Factors such as gender, parental BMI and past exposure to childhood sexual abuse, cannot be changed. But it is still important to identify and understand them, the study’s researchers say, in order to help individuals and “develop more targeted and patient-specific interventions”.

Meanwhile factors such as little or no breastfeeding and weight gain in infancy, shown in a number of studies to be linked to adult obesity, are amenable to change, say the study’s authors.

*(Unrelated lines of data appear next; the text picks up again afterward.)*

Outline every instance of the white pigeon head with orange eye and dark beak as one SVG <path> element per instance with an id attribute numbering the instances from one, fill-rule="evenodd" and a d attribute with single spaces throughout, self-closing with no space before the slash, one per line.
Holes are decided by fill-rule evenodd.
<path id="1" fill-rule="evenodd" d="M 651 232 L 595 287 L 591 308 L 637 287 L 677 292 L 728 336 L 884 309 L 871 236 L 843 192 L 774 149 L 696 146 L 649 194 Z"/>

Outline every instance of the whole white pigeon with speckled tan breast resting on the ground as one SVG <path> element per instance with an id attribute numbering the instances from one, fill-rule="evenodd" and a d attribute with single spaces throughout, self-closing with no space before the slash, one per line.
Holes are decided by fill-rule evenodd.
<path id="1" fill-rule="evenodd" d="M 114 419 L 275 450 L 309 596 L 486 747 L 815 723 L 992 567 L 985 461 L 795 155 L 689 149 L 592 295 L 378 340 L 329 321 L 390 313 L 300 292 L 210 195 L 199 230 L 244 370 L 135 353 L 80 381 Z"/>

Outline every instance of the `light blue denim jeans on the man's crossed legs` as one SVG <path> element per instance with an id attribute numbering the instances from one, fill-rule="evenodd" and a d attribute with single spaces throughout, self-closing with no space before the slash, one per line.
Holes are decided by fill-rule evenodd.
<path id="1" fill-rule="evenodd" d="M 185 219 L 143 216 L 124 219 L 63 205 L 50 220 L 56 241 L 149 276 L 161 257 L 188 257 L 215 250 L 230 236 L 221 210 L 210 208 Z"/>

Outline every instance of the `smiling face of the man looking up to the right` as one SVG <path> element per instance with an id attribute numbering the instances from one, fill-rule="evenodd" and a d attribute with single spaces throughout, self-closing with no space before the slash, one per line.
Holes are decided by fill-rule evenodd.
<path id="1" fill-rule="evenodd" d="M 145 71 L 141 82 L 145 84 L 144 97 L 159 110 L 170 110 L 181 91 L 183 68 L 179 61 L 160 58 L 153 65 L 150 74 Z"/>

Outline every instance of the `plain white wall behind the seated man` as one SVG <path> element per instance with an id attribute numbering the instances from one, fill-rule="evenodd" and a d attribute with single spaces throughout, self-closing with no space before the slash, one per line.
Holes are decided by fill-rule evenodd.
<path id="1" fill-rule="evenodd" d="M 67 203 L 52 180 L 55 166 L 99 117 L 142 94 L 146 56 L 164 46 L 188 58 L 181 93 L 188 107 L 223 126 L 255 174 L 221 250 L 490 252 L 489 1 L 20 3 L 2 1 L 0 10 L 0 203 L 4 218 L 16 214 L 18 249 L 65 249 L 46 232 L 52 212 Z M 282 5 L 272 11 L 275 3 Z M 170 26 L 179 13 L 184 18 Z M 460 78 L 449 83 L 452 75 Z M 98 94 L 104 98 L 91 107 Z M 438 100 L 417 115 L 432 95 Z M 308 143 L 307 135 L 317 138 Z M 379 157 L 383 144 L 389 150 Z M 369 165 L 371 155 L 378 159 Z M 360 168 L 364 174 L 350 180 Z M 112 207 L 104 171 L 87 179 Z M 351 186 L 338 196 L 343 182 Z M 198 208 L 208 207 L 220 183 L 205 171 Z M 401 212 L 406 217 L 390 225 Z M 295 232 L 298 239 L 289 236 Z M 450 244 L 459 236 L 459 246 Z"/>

“This suggests that the promotion of breastfeeding, the encouragement of longer periods of breastfeeding infants and monitoring the use of formula and the introduction of solids could play key roles in any strategy designed to reduce obesity.”

Other studies have found that if families are given help to make certain behavioural changes in a baby’s first 1,000 days this can be effective in reducing obesity. It may be possible for healthcare providers such as Plunket, Early Start and Family Start, to assist New Zealand families on this level, the study’s authors say.

Numerous international studies have identified that factors in childhood, such as growth, diet and activity, will determine a person’s weight in adulthood.

Less is known, however about the role of these factors in contributing to adult obesity in New Zealand specifically.

Study director John Horwood says that longitudinal studies are helpful in understanding the linkages between early risk and later outcomes. As well as the CHDS study and the world-famous ‘Dunedin Study’, other local longitudinal studies include the Pacific Islands Family Study (PIFS) and Growing up in New Zealand (GUINZ) and these cohorts are younger than the Dunedin and Chch cohorts).

However, we now know a lot about the risk factors for obesity in general, says Horwood.

“More important I think is the development effective interventions/ programmes that target known risk factors and obesogenic practices. I am not a public health expert in obesity prevention, but I think it’s fair to say that at the moment there is little evidence of efficacy for much of what we do by way of prevention/intervention.”